With ML, cybersecurity teams can automate the tedious process of monitoring emails. The ML algorithms focused on NLP can read through hundreds of emails within a few seconds. And, they are generally better at spotting phishing emails than their human counterparts.
The Data Science
Objective:
We need a ML algorithm that can read an email (HTML document). Then, figure out whether this is a legit email that should be delivered to the end user or discarded. In other words, we are dealing with a NLP problem.
Data Collection:
We will want to start off by training our model on a dataset of emails that have already been classified as:
0: Legit Email
1: Phishing Email
Most Cyber firms store all the emails in a SQL database. So, you’ll need to learn SQL to know how to pull data from there. Some firms also like to store the text data into a JSON file format. So, you’ll also need to know how to work with JSON data.
More information on what real data science looks like.
We will build a Neural Network that will analyze the following:
The actual text
The links themselves
Here are all the ways you can clean your text data:
Convert everything to all small letters
Remove encoded images
Remove excess whitespace (lstrip, rstrip, or .strip in Python)
Replace hyperlink (if exists) with the domain
You will also need to convert your text data into numerical data. You can achieve this by using word2vec.
Video below:
Data Modelling:
We will want to split our model into 3 layers:
Layer 1: Assess the quality of the links
Layer 2: Assess the text in the email
Layer 3: Assess the output from Layer 1 & 2, then make the final prediction
Many websites have a trust score. Layer 1 will be responsible for mapping the domain of the link, with it’s trust score to see the quality of the links. This information will then get passed on to another layer.

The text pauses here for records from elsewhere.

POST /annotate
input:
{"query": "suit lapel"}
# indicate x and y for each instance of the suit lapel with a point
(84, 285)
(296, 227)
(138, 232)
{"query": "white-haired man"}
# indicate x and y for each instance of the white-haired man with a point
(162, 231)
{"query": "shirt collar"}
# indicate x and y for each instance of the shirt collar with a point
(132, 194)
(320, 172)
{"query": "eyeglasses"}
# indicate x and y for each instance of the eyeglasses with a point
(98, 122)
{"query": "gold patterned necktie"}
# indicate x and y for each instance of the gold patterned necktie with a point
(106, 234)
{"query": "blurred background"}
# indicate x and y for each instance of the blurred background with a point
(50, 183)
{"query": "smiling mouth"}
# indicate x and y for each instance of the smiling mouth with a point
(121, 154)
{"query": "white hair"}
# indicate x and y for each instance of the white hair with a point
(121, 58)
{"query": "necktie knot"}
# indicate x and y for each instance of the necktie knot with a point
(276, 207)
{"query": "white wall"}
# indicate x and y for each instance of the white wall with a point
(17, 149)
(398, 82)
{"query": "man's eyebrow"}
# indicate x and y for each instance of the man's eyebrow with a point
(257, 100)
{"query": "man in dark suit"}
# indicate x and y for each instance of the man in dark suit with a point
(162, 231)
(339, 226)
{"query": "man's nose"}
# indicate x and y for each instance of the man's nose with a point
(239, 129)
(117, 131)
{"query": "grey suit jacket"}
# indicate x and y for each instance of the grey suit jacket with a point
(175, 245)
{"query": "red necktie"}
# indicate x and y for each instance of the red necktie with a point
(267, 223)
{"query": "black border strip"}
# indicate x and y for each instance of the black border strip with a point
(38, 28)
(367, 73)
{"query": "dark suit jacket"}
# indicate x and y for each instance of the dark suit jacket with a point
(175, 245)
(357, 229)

Here is an example of a trust score:
Layer 2 will be a Long Short Term Memory (LSTM) neural network. LSTMs have been proven to be great at analyze NLP data. The main concern we’ll have with is the architecture of the Neural Network itself.

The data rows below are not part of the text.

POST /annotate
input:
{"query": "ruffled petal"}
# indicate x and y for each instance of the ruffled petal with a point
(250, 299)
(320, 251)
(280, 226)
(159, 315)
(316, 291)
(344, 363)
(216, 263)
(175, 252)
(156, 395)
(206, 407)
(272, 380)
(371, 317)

Here is a good playlist on getting started with NLP and LSTMs:
Layer 3 just takes the output from layer 1, and 2, and just makes the finalized prediction on structured data.
Commentary from Cyber
You may or may not know this, but email is one of the most convoluted and archaic systems we use in our everyday lives. The layers of complexity and all the different systems we need in place to make email function would make your head spin.
From SMTP to IMAP to SPF to DKIM to DMARC and what email servers actually do on the receiving end with these is enough to make you want to burn your computer and start a farm.
But, if you have an email platform that allows for evaluating and categorizing malicious emails, this could be a great implementation for ML.
Anything that reduces company risk has an opportunity for Marketshare.